Cerkwie, Tatarzy, kolorowe okiennice i piejące o poranku koguty, czyli w końcu dojechaliśmy na Podlasie!

8

Z Warszawy wyjechaliśmy tuż po godzinie 8.00, mimo iż początkowy plan zakładał wyjazd najpóźniej o 6.00.  Mieliśmy szczęście, bo na całej trasie nie trafiliśmy na żaden korek, dzięki czemu już po czterech godzinach byliśmy na miejscu. Tym razem hotel z basenem zamieniliśmy na przytulny drewniany domek we wsi Lewkowo Nowe, w którym ja, mieszkanka dużego miasta, zakochałam się od pierwszych spędzonych w nim chwil. Marzyłam o ciszy, widoku na łąki i lasy oraz wieczorach spędzonych przy kominku. Podlasie było mi potrzebne.

20160915-img_1319

Chwilę przed wyjazdem koleżanka, która pochodzi z Podlasia, zapytała mnie, po co tam jedziemy. Sugerowała zmianę kierunku argumentując to tym, że Podlasie to wieś zabita dechami. Owszem, może i jest wsią zabitą dechami, ale z niesamowitym klimatem, unikalnym na skalę krajową. Chcieliśmy wsiąknąć w klimat tego miejsca, nawet jeżeli mieliśmy na to jedynie 5 dni.

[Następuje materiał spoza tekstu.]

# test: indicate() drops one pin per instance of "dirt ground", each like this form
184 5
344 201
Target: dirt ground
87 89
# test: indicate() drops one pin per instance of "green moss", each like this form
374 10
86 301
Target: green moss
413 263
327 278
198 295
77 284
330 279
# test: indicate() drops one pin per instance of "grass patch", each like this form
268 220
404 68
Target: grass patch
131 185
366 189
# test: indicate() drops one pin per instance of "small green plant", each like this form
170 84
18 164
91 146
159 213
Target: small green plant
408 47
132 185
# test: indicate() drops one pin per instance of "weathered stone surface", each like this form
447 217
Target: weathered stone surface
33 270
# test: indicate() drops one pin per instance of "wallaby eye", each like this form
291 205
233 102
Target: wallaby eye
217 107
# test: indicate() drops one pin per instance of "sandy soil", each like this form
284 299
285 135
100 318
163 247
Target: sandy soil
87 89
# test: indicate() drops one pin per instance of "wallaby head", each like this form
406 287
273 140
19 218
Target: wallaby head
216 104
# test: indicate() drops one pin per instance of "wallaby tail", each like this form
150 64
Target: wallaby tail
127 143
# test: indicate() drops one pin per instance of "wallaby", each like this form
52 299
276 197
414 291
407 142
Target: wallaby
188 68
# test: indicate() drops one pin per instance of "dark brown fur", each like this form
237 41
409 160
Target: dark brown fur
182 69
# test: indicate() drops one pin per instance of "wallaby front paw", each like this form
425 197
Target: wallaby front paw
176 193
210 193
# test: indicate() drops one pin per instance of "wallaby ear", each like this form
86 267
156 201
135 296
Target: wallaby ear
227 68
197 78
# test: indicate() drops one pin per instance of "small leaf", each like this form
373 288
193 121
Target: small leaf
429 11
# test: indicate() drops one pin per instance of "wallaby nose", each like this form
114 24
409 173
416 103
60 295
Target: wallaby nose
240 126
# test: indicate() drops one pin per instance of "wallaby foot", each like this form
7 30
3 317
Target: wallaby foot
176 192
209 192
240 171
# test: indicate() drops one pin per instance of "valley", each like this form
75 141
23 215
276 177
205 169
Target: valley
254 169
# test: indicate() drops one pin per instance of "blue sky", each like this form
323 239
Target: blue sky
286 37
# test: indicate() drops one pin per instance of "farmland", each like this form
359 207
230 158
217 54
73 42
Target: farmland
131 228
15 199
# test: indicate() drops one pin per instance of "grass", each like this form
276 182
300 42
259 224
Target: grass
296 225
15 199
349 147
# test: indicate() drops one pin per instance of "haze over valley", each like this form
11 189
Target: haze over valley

Podlasie to region 5 religii: katolicyzmu, prawosławia, protestantyzmu, islamu oraz judaizmu i chyba jedyny w Polsce z największą ilością kolorowych cerkwi. To właśnie one, pomalowane na niebiesko i zielono, budują niesamowity klimat tego miejsca. Wraz ze starymi drewnianymi chatami stanowią krainę otwartych okiennic, których prawdopodobnie nie zobaczymy w żadnym innym miejscu w Polsce (pomijając skanseny).

Nasze dni na Podlasiu nie były aż tak zintensyfikowane, jak te podczas innych naszych wyjazdów. Ciąża niestety daje się już we znaki, a rosnący brzuch ogranicza niektóre możliwości, dlatego zamiast zwiedzać od rana do nocy dzieliliśmy dzień na dwoje, tak, aby każdy mógł z tego skorzystać. Trochę historii, nowych widoków, a z drugiej strony chill i relaks przy szeleszczących na wietrze liściach.

Pięć dni to optymalnie długo, aby zobaczyć najważniejsze atrakcje Podlasia, ale najlepszą opcją okazałby się tydzień i to z rowerami. Jeżeli będę mieć możliwość zwiedzenia tego regionu Polski raz jeszcze, zrobię to z perspektywy dwóch kół, ponieważ ten region jest doskonale przystosowany dla rowerzystów. Trasy rowerowe i specjalnie wybudowane pod nie stacje dają komfort podróżowania na dwóch kółkach. Jeżeli wolicie odpoczynek „w ruchu” to polecam wam tę część Polski.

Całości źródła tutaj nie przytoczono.